"""
Find a reasonable one-dimensional order for permutations.

Solve the one-dimensional ordering problem for permutations with fitness
stored in the `dat` file format as used by Thomson et al. This program
loads permutations from one or multiple files of this type and then tries
to arrange them on a horizontal axis such that their neighborhood relation
on the one-dimensional axis represents their neighborhood based one the
swap distance metric in the permutation space. It does this re-arrangement
by applying a randomized local search (RLS) to find the right permutation
of these permutations to be mapped to one-dimensional coordinates.

You can call this program as follows:

`python3 order1_from_dat.py sourceData outputFile \
[fitnessCap] [maxFEs] [fileNameRegEx]`

where
- `sourceData` is the path to a file or folder with the original data.
  If it is a file, the file will be loaded if it matches `fileNameRegEx`.
  If it is a folder, all files in this folder and all sub-folders will
  recursively be parsed for input data.
- `outputFile` is the path to a file where to store the result.
- `fitnessCap` is an upper limit for the fitness values stored in the files,
  all points with higher fitness are ignored. (default: So high that it does
  not matter.)
- `maxFEs` are the maximum number of optimization steps until done. By
  default, these are `10000`.
- `fileNameRegEx` is a regular expression. Only file names matching this
  regular expression are parsed. By default, it matches all files. But you
  could provide `tai27e01.*`, e.g., to only match files starting with
  `tai27e01` (make sure to write `"tai27e01.*"` on the command line to prevent
  the dot-start from being expanded by the shell),

The input format of this program are `dat` files of the format
```
EVALS    GENOTYPE    FITNESS
1    [22, 7, 6, 26, 27, 19, 3, 1, ... 5, 21, 8, 17, 2, 16, 9, 23]    87018
13    [20, 7, 6, 26, 18, 19, 9, 1, ... 25, 13, 23, 16, 15, 24]    85456
20    [20, 7, 18, 26, 6, 16, 9, 1,  ...  21, 13, 12, 19, 15, 17]    84152
29    [20, 11, 14, 25, 5, 16, 15, 1,  ...  21, 13, 12, 9, 19, 17]    83180
32    [20, 10, 14, 25, 5, 12, 15, 1,  ... 17, 13, 16, 9, 19, 21]    82846
34    [20, 15, 14, 25, 5, 12, 10, 1,  ...  6, 17, 13, 16, 9, 19, 21]    78204
```

`fitnessCap` reflects an upper limit to the `FITNESS` column.

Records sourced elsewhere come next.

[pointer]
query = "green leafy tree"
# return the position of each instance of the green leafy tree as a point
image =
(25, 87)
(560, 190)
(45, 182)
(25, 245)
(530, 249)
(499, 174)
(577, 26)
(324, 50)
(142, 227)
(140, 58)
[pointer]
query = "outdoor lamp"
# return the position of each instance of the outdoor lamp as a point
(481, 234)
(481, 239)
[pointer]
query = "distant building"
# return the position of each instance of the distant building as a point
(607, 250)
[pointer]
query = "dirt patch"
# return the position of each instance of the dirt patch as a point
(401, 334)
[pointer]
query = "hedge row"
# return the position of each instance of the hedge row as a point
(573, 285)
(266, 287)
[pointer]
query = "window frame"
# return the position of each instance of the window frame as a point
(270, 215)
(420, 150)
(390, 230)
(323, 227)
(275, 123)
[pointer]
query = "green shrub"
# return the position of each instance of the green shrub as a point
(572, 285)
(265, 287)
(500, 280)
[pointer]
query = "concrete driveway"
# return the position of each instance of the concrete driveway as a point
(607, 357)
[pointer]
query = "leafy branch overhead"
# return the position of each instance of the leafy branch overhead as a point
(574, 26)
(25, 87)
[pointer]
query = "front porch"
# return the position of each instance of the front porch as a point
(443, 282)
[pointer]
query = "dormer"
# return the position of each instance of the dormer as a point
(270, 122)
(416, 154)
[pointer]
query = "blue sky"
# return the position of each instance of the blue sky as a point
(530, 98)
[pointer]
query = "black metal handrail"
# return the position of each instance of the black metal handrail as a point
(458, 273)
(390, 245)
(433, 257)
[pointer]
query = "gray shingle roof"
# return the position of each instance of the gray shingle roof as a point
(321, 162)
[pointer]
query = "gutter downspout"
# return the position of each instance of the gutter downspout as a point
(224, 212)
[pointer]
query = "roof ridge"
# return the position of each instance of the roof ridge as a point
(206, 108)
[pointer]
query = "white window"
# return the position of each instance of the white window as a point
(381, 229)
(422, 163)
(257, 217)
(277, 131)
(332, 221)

Setting it to
`80000` would, for example, lead to ignoring all but the last line in the
above example.
"""

import argparse
from os import listdir
from os.path import basename, dirname, isdir, isfile, join
from re import Pattern
from re import compile as re_compile
from typing import Any, Callable, Final

import numpy as np
from matplotlib.axes import Axes
from matplotlib.figure import Figure
from moptipy.algorithms.so.rls import RLS
from moptipy.api.execution import Execution
from moptipy.operators.permutations.op0_shuffle import Op0Shuffle
from moptipy.operators.permutations.op1_swap2 import Op1Swap2
from moptipy.utils.nputils import rand_seeds_from_str
from moptipy.utils.plot_defaults import distinct_colors, distinct_markers
from moptipy.utils.plot_utils import create_figure, get_axes, save_figure
from pycommons.io.console import logger
from pycommons.io.path import Path, directory_path
from pycommons.types import check_to_int_range

from moptipyapps.order1d.distances import swap_distance
from moptipyapps.order1d.instance import Instance
from moptipyapps.order1d.space import OrderingSpace
from moptipyapps.qap.objective import QAPObjective
from moptipyapps.shared import moptipyapps_argparser

#: the impact of rank differences
POWER: Final[float] = 2.0
#: ignore everything that is farther away than the 64th nearest neighbor
HORIZON: Final[int] = 1024
#: the fitness tag
TAG_FITNESS: Final[str] = "fitness"
#: the evaluation tag
TAG_EVAL: Final[str] = "evaluations"
#: the permutation
TAG_PERM: Final[str] = "permutation"
#: the file
TAG_FILE: Final[str] = "file"


def parse_data(path: str, collector: Callable[[
        tuple[str, int, int, np.ndarray]], Any],
        fitness_limit: int, pattern: Pattern) -> None:
    """
    Parse a dat file.

    :param path: the path
    :param collector: the collector function to invoke when loading data
    :param fitness_limit: the minimum acceptable fitness
    :param pattern: the file name pattern
    """
    the_path: Final[Path] = Path(path)
    if isdir(the_path):  # recursively parse directories
        logger(f"recursing into directory '{the_path}'.")
        for subpath in listdir(the_path):
            parse_data(join(the_path, subpath), collector, fitness_limit,
                       pattern)
        return

    if not isfile(the_path):
        return  # if it is not a file, we quit
    the_name: Final[str] = basename(the_path)
    if not pattern.match(the_name):
        return  # file does not match

    # parse the file
    for oline in the_path.open_for_read():
        line = oline.strip()
        if len(line) <= 0:
            continue
        bracket_open: int = line.find("[")
        if bracket_open <= 0:
            continue
        bracket_close: int = line.find("]", bracket_open + 1)
        if bracket_close <= bracket_open:
            continue
        f: int = check_to_int_range(line[bracket_close + 1:],
                                    TAG_FITNESS, 0, 1_000_000_000_000)
        if f > fitness_limit:
            continue
        evals: int = check_to_int_range(line[:bracket_open].strip(),
                                        TAG_EVAL, 1, 1_000_000_000_000_000)
        perm: list[int] = [
            check_to_int_range(s, TAG_PERM, 1, 1_000_000_000) - 1
            for s in line[bracket_open + 1:bracket_close].split(",")]
        collector((the_name, evals, f, np.array(perm)))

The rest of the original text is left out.